I've been thinking about that nun's comment. It seems to me that when it comes to religions in general, and Western religion in particular, women's voices are rarely heard. When the sacred stories are told from generation to generation, it's as if the women are invisible.
In the Hebrew scriptures we hear stories about Abraham or Moses but we almost never hear the story of Abraham's wife Sara or Moses' big sister Miriam, and the fact is that without Sarah there is no story of Abraham and Moses would have done nothing without the influence and guidance of his sister.
The voices of women rang loud and clear back in Biblical times but those voices have been muted over the ages, barely even heard in our own times.
In the Christian Gospels, the disciples we hear about are all men - Peter and Paul, the 12 male apostles whose statues have adorned churches throughout Christendom. But the truth is that Jesus also gathered together women into his band of disciples. In fact it was even somewhat scandalous that Jesus dared to call on women to be his trusted followers. Women were treated as "property" in the patriarchal culture of Jesus' day, and so it was a radical move to include them as disciples right alongside and equal to the men.
In the Gospel stories about the resurrection, it was Jesus' female disciples who were the first to see the empty tomb. Mary Magdalene and not Peter may indeed have been the leader of the disciples after Jesus' mission on earth was completed; and without the support, influence and resources of some powerful women of the day there would have been no ancient Christian church.

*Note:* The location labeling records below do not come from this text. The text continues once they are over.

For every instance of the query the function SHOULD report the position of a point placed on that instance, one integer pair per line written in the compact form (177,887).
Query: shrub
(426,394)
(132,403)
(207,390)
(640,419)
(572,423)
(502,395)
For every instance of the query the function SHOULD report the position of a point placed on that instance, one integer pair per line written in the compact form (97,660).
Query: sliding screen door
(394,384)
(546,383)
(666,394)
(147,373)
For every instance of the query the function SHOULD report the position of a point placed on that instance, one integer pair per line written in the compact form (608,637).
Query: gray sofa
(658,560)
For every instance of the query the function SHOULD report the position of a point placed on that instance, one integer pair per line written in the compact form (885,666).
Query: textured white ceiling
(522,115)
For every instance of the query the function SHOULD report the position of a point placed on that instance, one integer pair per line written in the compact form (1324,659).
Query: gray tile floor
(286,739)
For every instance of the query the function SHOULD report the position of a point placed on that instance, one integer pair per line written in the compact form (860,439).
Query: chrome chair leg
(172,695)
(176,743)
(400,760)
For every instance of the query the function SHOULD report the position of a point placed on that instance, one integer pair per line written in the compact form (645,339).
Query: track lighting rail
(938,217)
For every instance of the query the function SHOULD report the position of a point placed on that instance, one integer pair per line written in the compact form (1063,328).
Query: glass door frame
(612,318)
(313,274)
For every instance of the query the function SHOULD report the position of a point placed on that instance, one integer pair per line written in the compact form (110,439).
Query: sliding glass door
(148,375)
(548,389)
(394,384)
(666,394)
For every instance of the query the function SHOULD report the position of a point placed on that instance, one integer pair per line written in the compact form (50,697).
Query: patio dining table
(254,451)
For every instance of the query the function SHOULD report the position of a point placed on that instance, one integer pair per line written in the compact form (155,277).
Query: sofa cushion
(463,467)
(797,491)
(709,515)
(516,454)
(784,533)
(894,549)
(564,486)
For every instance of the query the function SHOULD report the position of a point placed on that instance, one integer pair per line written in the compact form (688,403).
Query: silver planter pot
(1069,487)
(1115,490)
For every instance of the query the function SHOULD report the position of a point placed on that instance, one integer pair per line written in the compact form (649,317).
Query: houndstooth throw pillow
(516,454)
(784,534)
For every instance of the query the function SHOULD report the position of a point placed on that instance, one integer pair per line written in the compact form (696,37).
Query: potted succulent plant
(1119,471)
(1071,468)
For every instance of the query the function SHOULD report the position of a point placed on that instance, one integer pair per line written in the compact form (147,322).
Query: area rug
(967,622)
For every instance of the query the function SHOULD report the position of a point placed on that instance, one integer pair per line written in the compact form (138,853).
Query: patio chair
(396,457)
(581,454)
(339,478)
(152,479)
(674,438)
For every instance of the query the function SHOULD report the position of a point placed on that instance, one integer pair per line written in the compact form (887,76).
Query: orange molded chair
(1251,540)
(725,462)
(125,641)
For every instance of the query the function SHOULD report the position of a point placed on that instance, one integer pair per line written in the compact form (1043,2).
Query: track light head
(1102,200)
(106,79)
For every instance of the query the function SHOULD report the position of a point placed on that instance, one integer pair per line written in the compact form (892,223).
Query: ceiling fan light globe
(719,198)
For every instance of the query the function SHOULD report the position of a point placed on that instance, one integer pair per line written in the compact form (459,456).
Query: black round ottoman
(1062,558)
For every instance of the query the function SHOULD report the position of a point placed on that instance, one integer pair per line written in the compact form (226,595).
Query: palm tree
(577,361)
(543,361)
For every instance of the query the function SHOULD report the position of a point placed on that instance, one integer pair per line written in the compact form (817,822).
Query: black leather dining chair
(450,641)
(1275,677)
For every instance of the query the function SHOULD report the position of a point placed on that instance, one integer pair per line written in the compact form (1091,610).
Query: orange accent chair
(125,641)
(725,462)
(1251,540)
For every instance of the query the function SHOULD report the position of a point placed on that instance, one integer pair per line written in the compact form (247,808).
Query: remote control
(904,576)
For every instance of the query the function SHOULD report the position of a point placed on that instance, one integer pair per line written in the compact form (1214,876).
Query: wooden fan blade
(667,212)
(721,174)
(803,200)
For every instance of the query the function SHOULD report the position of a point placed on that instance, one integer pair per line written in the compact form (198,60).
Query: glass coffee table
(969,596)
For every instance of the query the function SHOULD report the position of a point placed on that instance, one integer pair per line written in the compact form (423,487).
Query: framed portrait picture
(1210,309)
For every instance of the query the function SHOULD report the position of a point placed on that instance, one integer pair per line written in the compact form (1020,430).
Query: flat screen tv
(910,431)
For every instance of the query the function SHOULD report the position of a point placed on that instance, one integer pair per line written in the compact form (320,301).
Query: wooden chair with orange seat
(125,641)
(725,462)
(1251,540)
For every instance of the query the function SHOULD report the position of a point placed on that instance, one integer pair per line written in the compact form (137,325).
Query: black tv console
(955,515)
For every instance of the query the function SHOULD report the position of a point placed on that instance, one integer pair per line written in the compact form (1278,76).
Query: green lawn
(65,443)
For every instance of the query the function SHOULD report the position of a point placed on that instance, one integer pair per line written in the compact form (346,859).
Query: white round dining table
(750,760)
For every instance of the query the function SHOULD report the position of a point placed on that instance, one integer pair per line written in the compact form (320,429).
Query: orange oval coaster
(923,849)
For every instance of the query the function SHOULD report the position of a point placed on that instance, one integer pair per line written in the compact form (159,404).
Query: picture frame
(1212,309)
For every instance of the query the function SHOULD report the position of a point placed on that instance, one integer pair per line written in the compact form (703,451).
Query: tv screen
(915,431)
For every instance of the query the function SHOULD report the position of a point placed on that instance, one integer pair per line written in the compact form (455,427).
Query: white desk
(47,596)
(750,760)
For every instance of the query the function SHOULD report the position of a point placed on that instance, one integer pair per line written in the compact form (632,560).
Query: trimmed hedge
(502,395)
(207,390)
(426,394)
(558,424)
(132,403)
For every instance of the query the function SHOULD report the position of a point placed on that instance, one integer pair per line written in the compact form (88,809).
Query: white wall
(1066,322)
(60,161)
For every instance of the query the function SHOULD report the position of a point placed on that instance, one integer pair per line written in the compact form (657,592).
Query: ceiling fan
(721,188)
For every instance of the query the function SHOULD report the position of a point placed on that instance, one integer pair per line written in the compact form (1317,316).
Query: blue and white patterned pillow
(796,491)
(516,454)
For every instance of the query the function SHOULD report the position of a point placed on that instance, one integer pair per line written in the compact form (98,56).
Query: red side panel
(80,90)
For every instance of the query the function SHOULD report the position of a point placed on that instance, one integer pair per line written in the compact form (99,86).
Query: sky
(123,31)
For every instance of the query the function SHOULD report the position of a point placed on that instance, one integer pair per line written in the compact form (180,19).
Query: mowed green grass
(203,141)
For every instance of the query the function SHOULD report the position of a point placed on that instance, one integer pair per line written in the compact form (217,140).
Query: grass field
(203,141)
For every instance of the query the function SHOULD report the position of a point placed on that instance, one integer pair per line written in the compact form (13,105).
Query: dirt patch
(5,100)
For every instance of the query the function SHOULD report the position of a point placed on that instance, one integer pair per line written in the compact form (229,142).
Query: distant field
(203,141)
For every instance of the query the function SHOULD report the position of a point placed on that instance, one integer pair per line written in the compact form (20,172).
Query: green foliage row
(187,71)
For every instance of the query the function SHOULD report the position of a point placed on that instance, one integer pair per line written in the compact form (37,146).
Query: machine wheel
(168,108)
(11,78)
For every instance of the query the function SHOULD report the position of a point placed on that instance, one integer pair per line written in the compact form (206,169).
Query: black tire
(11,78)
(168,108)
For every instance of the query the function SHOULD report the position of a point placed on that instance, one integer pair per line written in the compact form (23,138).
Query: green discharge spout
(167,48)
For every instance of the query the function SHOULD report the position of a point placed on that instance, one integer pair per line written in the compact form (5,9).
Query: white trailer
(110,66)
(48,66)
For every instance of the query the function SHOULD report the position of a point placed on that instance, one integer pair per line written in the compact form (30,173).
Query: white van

As time went on the men got scared of the influence of these strong, noble women, fearing that the women would usurp their rightful male role. And so the women's stories were suppressed, their voices were muted - today we barely know about them in our own times.
As I see it, so many images and pictures of "God" are so masculine and male-oriented because the clear strong voices of women have been been so muted over time.
We imagine "God" as an almighty father and a powerful king and forget that the Bible also depicts "God" as the tender mother who never forgets her children or that "God" is like the mother hen hovering over her brood with an abiding protective presence.
In my own spiritual journey, those feminine images of "God" are far more appealing and evocative than the masculine depictions.
So on this International Women's Day I want to celebrate and to hear again the strong clear voices of women - women from the past who have helped point the "way" - women in the present who are wise and holy guides.